Job Description
Location: Sunnyvale, California, USA
Team: Next Gen Commerce
Overview
Walmart’s Next Gen Commerce team is building the future of conversational shopping through intelligent AI agents that can reason, recommend, and proactively assist customers.
As a Principal Data Scientist for Quality & LLM Judging Systems, you will serve as the technical leader responsible for defining and measuring the success of conversational AI systems.
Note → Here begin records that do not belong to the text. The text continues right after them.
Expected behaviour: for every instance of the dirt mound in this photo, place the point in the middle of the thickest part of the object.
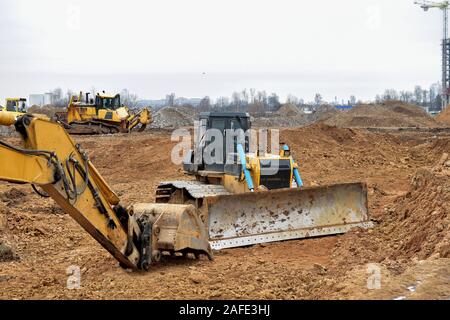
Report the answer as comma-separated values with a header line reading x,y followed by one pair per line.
x,y
389,114
48,110
12,196
6,253
174,117
444,116
415,227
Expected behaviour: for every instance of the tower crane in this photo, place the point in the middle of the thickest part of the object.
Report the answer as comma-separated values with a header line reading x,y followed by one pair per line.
x,y
444,6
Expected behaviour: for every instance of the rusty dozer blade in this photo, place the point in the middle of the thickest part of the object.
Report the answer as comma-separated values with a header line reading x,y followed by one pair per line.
x,y
268,216
174,228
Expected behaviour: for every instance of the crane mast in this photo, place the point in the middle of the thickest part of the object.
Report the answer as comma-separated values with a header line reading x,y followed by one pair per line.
x,y
444,6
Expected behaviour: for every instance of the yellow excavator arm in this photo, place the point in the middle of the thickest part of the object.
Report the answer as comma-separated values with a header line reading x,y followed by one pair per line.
x,y
135,236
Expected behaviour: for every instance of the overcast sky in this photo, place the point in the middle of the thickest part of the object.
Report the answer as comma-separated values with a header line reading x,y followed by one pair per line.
x,y
214,47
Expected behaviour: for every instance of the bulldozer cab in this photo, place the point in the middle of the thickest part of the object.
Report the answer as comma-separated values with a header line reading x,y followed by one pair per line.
x,y
224,122
16,105
107,102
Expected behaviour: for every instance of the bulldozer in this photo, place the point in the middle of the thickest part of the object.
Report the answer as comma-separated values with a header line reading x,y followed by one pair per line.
x,y
136,236
17,106
103,115
247,198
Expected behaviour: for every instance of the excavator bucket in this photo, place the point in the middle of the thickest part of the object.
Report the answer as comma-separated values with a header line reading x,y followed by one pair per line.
x,y
175,228
259,217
You will design advanced evaluation architectures that combine LLM-as-a-judge frameworks, human benchmarks, and automated pipelines to drive model improvement and safe deployment.
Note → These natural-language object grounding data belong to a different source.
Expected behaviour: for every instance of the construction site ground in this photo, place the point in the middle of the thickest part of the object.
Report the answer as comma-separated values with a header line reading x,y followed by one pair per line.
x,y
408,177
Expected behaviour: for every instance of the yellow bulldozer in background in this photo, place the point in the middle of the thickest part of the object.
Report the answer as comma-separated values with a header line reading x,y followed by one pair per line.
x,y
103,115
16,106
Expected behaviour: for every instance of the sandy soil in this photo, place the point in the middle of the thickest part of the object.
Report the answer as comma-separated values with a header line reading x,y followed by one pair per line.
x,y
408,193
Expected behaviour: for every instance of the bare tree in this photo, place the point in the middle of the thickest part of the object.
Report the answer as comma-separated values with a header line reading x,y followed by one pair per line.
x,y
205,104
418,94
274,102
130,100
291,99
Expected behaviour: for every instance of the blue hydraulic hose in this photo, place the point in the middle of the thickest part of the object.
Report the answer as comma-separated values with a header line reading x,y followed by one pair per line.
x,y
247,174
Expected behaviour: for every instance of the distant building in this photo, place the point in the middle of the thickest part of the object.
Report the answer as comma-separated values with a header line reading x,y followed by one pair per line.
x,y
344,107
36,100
This is a high-impact, hands-on leadership role partnering with engineering and product teams to convert subjective quality goals into measurable, actionable metrics.
Key Responsibilities
Evaluation Architecture
- Design and implement state-of-the-art evaluation pipelines for conversational AI agents.
- Develop hybrid scoring frameworks combining automated metrics, LLM judges, and human evaluation.
Prompt Engineering & Calibration
- Create high-precision prompts for evaluator models.
- Validate outputs against human judgment to ensure reliability and consistency.
Model Optimization & Distillation
- Fine-tune smaller, cost-efficient models to act as scalable judge systems.
- Optimize trade-offs between accuracy, latency, and cost.
Dataset Development
- Curate “Golden Set” datasets from large-scale conversation logs.
- Define annotation guidelines and ground truth standards for subjective evaluation tasks.
Engineering Integration
- Integrate quality metrics into CI/CD pipelines for automated testing and monitoring.
- Collaborate with engineering teams on production deployment and scalability.
Failure Analysis & Continuous Improvement
- Analyze failure modes such as hallucinations, tool misuse, and safety violations.
- Build feedback loops to improve modeling performance across teams.
Strategic Leadership
- Mentor senior data scientists and standardize evaluation best practices.
- Influence modeling priorities across cross-functional teams through data-driven insights.
- Contribute to patents, publications, or conference presentations.
Minimum Qualifications
- Master’s or PhD in Computer Science, Statistics, Mathematics, Computational Linguistics, or related field.
- 7+ years of experience in data science or machine learning with focus on NLP or deep learning.
- Deep expertise in large language models (LLMs), prompt engineering, and instruction tuning.
- Strong Python skills with libraries such as NumPy, Pandas, PyTorch, and Scikit-learn.
- Experience designing evaluation metrics for non-deterministic AI outputs.
- Knowledge of scalable data pipelines and distributed ML systems.
Preferred Qualifications
- PhD in Machine Learning, NLP, or related field.
- Experience with conversational AI, RAG systems, chatbots, or recommendation evaluation.
- Familiarity with LoRA, parameter-efficient fine-tuning, or model distillation techniques.
- Experience evaluating subjective or open-ended outputs.
- Publications, patents, or open-source contributions in AI/LLM evaluation.
Compensation & Benefits
- Salary Range: $143,000 – $286,000 annually
- Performance bonuses and stock opportunities.
- Comprehensive medical, dental, and vision insurance.
- 401(k) with company match.
- Paid time off, parental leave, and disability coverage.
- Education benefits through Walmart’s Live Better U program.
- Employee discounts and additional financial wellness benefits.
Why This Role is Unique
This position sits at the intersection of:
- Generative AI research
- Production ML systems
- Conversational commerce innovation
- AI safety and evaluation science
You will directly shape how millions of customers interact with AI-powered shopping experiences.